Danger Zone: Internal documentation!

These functions are internal to Lemon and not meant to be used as part of the external API. They are documented here for the interested reader and future Lemon developers.

template<typename Function, typename Collector>
void lemon::run_parallel(Function &&worker, const std::string &p, Collector &collector, size_t ncpu = 1, const Entries &entries = Entries(), const Entries &skip_entries = Entries())

The run_parallel function launches jobs which do return data.

Use this function to run the worker function on ncpu threads. The worker should accept two arguments, a chemfiles::Frame and a std::string. It must return a value as this value will be appended, using the combine function object, the the collector. See the Lemon Workflow documention for more details.

Parameters
  • worker: A function object (C++11 lambda, struct the with operator() overloaded, or std::function object) that the user wishes to apply.

  • [in] p: A path to the Hadoop sequence file directory. by the worker object which are appended with combine.

  • collector: A function object that handles the output of worker.

  • [in] ncpu: The number of threads to use.

  • [in] entries: Which entries to use. Not used if blank.

  • [in] skip_entries: Which entries to skip. Not used if blank.

class lemon::Hadoop

The Hadoop class is used to read input sequence files.

This class reads an Apache Hadoop Sequence file and iterates through the key/value pairs. It has been modified so that it can only read files supplied by RCSB at this location: Full

Public Functions

Hadoop(std::istream &stream)

Create a Hadoop class using a std::istream.

This Hadoop constructor takes a binary stream as input. This stream must be open and contain data from a sequence file obtained from RCSB.

bool has_next()

Returns if a sequence file has remaining MMTF records in it.

Use this function to check if the sequence file has any remaining MMTF records stored in it.

Return

True if another MMTF record is present. False otherwise.

std::pair<std::string, std::vector<char>> next()

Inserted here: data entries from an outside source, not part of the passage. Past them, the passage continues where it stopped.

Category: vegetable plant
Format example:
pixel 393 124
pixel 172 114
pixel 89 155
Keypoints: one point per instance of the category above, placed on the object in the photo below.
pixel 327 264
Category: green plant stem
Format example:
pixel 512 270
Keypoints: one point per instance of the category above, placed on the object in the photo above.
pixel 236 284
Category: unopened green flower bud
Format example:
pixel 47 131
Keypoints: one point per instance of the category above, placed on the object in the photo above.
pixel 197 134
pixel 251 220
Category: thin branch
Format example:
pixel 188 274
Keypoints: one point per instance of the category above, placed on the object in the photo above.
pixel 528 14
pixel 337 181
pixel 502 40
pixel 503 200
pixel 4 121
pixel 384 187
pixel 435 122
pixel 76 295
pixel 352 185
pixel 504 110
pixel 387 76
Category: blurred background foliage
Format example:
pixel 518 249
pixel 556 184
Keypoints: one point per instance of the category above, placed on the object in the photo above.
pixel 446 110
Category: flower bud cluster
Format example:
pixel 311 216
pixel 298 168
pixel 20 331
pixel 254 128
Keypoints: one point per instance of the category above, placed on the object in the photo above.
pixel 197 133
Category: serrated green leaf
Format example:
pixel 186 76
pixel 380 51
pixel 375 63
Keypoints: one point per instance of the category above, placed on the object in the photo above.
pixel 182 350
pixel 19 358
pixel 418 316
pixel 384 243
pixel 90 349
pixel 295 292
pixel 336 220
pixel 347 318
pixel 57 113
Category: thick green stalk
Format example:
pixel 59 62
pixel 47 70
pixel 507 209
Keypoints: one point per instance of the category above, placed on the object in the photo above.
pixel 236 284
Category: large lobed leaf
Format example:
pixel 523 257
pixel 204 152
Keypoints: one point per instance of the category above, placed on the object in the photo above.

Returns the next MMTF file.

This function reads the next MMTF record from the underlying stream. Be-warned that this function does minimal error checking and should only be used if has_next() has returned true.

Return

A pair of std::vector<char>s. The first member contains the PDB ID and the second contains the GZ compressed MMTF file.

Public Static Attributes

auto constexpr HADOOP_HEADER_SIZE = 90

The size of the starting header.

std::vector<std::string> lemon::read_hadoop_dir(const std::string &p)

Read a directory containing hadoop sequence files.